Robert D. wrote:
Links?
I am looking forward to this.
Cheers
Robert
Yeah, I’m with you. I actually took a look at the shootout page. First
of all, it isn’t as bad a site as some people make it out to be. Second,
they are running Debian and Gentoo, which means almost anyone could
duplicate their work (assuming the whole enchilada can be downloaded as
a tarball).
Analysis Phase (Trick 1):
-
Collect the whole matrix of benchmarks. The rows will be benchmark
names and the columns will be languages, and the cells in the matrix
will be benchmark run times.
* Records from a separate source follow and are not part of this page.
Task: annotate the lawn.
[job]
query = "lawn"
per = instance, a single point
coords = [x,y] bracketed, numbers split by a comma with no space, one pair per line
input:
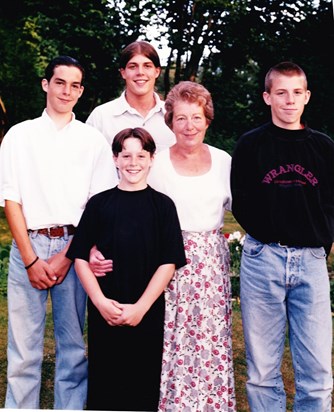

Pick a language to be the “standard”. C is
probably the obvious choice, since it’s likely to be the most “practical
low-level language” (meaning not as many folks know Forth.) 
-
Now you compute the natural log of ratios of the times for all the
languages to the standard for each of the benchmarks. In some convenient
statistics package (A spreadsheet works fine, but I’d do it in R because
the kernel density estimators, boxplots, etc. are built in), compute the
histograms (or kernel density estimators, or boxplots, or all of the
above) of the ratios for each language. That tells you how the ratios
are distributed.
Example:
Ruby Perl Python PHP C
Bench1 tr1 tp1 ty1 th1 tc1
Bench2 tr2 tp2 ty2 th2 tc2
Bench3 tr3 tp3 ty3 th3 tc3
Ruby Perl Python PHP C
Bench1 ln(tr1/tc1) ln(tp1/tc1) . . 1
Bench2 ln(tr2/tc2) ln(tp2/tc2) . . 1
Bench3 ln(tr3/tc3) ln(tp3/tc3) . . 1
And then take the histograms of the columns (smaller is better).
Tuning Phase (Trick 2):
Find the midpoints on the density curves, boxplots or histograms. These
are the “typical” benchmarks. They are more representative than the
“outliers”. I saw one, for example, where Ruby was over 100 times as
fast as Perl. That’s not worth investing any time in – it’s some kind
of fluke, something either Perl sucks at, Ruby is wonderful at, or a
better implementation in the Ruby code than the Perl code.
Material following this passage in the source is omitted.